The euro will outperform the U.S. dollar over the next six months as euro zone countries start to rein in their budget deficits, according to HSBC’s global chief economist.
Stephen King says the growing likelihood of further quantitative easing (QE) in the U.S., contrasting with real efforts to slash budget deficits in Europe, suggests the single currency will come out stronger in the medium term.
"Our view is that the euro will survive, and therefore there’s a reasonable chance that eventually it will get going," King told CNBC.
"The good thing about the euro at the moment is at least there’s a debate going on about budget deficits, government debt, how to bring it under control.

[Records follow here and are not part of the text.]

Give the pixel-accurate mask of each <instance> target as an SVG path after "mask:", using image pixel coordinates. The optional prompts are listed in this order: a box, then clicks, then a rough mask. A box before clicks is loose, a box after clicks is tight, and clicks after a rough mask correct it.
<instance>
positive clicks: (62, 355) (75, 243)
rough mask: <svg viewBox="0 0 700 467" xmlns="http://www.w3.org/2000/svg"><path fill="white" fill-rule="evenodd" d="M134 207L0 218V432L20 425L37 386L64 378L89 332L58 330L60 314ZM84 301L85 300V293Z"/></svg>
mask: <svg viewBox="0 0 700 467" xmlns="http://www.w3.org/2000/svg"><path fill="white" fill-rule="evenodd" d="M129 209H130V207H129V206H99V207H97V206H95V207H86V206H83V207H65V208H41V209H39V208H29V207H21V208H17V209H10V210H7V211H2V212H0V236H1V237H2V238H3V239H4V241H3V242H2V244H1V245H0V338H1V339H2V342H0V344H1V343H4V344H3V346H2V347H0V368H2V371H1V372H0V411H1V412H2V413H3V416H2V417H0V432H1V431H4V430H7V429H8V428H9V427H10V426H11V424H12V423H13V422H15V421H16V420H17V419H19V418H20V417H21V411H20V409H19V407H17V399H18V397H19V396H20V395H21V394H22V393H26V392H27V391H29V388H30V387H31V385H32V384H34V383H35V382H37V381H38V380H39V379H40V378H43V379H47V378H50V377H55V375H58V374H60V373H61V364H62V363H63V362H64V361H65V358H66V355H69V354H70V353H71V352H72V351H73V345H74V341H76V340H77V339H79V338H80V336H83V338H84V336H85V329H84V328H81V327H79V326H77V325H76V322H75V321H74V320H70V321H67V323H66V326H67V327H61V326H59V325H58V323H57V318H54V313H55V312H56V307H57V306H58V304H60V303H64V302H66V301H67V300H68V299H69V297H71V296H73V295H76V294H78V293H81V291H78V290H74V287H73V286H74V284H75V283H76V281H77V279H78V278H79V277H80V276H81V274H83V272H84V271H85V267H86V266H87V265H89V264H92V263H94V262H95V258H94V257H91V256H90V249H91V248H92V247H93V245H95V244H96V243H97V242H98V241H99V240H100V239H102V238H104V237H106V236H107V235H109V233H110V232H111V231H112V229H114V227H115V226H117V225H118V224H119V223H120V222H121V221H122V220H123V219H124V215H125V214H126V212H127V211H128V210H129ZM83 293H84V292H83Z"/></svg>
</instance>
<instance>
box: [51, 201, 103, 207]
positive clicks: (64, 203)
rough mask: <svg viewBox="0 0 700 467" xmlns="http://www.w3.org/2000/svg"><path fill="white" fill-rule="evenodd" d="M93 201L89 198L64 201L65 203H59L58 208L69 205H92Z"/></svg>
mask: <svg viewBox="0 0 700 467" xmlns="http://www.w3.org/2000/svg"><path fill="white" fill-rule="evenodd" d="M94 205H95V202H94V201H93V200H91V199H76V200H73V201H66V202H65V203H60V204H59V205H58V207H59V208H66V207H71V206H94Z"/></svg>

In the U.S., that’s all been postponed until after the Presidential U.S. election."
King said Washington’s failure to deal with the U.S. budget deficit had increased the chances of the Federal Reserve resorting to another round of quantitative easing.
The chance of another asset-buying policy decision is "probably greater in the U.S. than in Europe and therefore I think the dollar is more likely to weaken over the next few months," he said.
King thinks the markets are underestimating the strengths of the best performing countries in the euro zone.
"There are bits of the euro that are very weak, but there are also bits that should be appreciating today, namely the German bit of the euro," he said. "If you think about where the German euro might be trading, it might be up at $1.85 or $2."
But other analysts disagree and urge investors to be risk-neutral on the euro.